I thought about just sending him the link to this, but I think I'll just let sleeping dogs lie.

Monday, October 01, 2007

Continuity

It is always nice when you put on clothes in the fall that you haven't worn since last winter or spring and they still, you know, kinda fit.

Kinda, anyway. If you wear Spanx.

Like Sand Through the Hourglass

So the one call came. But the one after that didn't. And so, yet again, I'm stuck with a bunch of daydreams that I can't even have anymore because they remind me of how dumb I was to think that, maybe, this time, it could work. Like the really good apartment that someone else gets to just before you. Or your dream job that the bitchy girl you went to grad school with gets, just because she once slept with the human resources assistant and she might put out again, sometime in the future.
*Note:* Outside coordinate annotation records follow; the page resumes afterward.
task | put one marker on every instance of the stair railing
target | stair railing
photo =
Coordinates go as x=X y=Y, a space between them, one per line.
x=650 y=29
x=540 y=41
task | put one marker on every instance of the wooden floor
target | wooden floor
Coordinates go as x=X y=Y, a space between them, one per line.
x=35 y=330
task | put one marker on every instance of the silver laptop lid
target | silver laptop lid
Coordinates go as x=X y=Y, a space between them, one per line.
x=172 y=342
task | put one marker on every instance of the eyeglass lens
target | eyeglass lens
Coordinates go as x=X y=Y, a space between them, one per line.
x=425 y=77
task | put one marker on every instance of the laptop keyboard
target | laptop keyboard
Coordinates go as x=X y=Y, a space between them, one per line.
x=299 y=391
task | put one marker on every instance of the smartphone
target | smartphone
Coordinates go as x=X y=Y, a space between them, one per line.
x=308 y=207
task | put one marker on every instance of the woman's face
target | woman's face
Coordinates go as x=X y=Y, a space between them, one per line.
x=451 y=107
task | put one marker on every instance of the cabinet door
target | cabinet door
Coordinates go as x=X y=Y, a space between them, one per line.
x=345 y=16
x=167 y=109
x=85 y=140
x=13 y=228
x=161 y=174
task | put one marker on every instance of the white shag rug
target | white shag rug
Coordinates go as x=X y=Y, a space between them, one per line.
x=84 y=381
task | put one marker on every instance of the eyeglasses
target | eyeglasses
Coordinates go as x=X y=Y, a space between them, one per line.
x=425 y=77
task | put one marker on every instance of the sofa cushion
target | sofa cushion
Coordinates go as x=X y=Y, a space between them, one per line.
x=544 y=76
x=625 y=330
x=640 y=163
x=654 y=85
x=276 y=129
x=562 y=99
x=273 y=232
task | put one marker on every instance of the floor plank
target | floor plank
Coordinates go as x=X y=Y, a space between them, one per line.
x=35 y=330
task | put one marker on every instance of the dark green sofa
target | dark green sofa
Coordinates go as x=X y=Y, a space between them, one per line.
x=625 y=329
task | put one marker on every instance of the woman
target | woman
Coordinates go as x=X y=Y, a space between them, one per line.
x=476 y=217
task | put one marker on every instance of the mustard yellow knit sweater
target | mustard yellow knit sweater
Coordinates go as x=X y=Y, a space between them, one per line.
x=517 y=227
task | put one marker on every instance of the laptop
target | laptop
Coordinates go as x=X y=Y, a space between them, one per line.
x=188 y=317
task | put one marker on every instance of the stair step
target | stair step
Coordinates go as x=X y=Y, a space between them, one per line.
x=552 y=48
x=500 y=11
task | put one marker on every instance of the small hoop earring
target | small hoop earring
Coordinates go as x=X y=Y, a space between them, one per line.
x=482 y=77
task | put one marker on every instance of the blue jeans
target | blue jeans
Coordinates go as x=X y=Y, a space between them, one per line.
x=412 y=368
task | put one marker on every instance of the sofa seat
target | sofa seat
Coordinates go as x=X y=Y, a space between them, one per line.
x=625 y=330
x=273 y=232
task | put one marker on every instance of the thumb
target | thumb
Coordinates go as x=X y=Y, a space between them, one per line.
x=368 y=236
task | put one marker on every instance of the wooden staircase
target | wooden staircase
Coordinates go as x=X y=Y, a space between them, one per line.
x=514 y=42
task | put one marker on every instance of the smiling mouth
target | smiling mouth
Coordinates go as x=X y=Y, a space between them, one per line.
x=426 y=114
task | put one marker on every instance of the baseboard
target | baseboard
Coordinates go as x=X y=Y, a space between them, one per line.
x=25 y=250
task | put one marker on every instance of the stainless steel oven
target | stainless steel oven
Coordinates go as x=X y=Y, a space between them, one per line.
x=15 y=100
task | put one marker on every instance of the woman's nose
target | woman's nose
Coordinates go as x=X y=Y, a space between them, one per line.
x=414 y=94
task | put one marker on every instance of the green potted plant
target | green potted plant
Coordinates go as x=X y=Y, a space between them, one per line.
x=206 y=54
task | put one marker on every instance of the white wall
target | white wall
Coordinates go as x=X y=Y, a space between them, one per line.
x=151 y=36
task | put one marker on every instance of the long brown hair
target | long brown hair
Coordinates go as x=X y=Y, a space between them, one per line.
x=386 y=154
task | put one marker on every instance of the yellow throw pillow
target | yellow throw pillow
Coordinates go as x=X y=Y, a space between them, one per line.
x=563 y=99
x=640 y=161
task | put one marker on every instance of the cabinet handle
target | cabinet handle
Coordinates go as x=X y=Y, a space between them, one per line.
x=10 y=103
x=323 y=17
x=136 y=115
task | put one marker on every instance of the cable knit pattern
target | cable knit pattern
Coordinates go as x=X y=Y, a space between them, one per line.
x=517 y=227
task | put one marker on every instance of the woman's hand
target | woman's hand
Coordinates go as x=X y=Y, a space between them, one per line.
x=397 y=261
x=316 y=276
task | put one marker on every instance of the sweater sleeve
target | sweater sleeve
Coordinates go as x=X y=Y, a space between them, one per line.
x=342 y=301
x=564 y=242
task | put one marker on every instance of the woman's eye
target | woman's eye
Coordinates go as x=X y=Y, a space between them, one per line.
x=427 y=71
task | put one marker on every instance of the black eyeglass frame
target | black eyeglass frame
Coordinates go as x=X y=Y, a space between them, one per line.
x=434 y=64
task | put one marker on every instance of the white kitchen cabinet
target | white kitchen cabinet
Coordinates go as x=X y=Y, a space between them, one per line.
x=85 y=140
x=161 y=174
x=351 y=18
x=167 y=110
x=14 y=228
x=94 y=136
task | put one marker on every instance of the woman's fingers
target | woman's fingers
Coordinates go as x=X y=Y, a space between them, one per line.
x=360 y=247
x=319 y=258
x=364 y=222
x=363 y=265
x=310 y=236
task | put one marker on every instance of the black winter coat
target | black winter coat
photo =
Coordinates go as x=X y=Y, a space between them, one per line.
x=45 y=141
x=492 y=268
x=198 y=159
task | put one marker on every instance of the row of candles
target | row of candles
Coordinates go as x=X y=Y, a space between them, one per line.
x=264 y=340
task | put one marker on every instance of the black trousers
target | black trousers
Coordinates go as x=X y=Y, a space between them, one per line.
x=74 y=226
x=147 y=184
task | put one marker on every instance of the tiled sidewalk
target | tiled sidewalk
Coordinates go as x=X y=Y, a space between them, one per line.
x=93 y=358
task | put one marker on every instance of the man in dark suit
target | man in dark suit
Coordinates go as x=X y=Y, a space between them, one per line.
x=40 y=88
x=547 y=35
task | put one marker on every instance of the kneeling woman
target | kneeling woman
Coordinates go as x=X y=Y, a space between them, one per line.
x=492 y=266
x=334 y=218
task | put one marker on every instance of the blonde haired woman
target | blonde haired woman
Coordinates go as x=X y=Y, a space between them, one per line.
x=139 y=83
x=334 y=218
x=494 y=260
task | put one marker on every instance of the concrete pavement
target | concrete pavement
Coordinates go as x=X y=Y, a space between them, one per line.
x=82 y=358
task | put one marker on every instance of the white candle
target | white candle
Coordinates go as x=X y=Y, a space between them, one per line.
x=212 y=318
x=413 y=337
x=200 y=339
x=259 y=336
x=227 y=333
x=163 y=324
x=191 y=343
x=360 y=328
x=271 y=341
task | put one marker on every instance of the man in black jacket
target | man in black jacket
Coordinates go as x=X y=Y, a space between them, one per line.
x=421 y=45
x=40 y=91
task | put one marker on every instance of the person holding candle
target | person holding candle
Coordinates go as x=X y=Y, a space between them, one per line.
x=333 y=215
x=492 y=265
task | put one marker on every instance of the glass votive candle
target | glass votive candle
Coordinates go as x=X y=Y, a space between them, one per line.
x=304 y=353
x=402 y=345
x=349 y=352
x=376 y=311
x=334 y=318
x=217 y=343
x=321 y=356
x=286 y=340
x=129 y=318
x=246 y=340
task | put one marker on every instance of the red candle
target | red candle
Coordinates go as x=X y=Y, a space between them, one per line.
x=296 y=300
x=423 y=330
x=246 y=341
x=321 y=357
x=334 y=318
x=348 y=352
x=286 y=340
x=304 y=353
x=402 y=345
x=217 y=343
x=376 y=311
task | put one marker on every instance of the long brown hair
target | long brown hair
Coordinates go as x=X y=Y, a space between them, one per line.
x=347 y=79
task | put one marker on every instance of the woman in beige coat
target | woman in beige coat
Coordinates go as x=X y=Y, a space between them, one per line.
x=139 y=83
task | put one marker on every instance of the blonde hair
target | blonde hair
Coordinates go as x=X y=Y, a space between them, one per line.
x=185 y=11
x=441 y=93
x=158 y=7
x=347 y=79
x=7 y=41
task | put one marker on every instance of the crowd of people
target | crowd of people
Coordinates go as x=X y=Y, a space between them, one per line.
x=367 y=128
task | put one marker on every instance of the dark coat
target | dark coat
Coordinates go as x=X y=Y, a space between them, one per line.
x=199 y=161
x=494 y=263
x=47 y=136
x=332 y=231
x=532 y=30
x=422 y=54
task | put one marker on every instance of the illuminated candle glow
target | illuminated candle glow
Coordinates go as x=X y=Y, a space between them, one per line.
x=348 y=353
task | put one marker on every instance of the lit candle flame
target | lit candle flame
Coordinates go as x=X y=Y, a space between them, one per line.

I have a lot of those daydreams that I can't have anymore. Because they've outlived their usefulness. Because my reality has intruded so far that the daydreams are beyond fantasy...they're more of an impossibility. Because they hurt too much.

I'm getting afraid. Afraid that I'm walling off pieces of myself that I'm never going to get back. I don't have dreams anymore. Or aspirations. Or goals. Other than having enough money by the end of my paycheck that I can both pick up my drycleaning and pay for a new passport. Not that I'm going anywhere.

I want to live big. To dream big. But reality has a way of crushing your soul, you know? It makes you small. It makes you hard. It makes you bitter. I'm becoming that kind of person. The kind of person who doesn't see possibilities. The kind of person who only sees obstacles. I don't want to be that kind of person.

The nicest boyfriend I ever had, the only one I feel bad about breaking up with? He's married now and expecting triplets. I don't know whether to be happy or sad.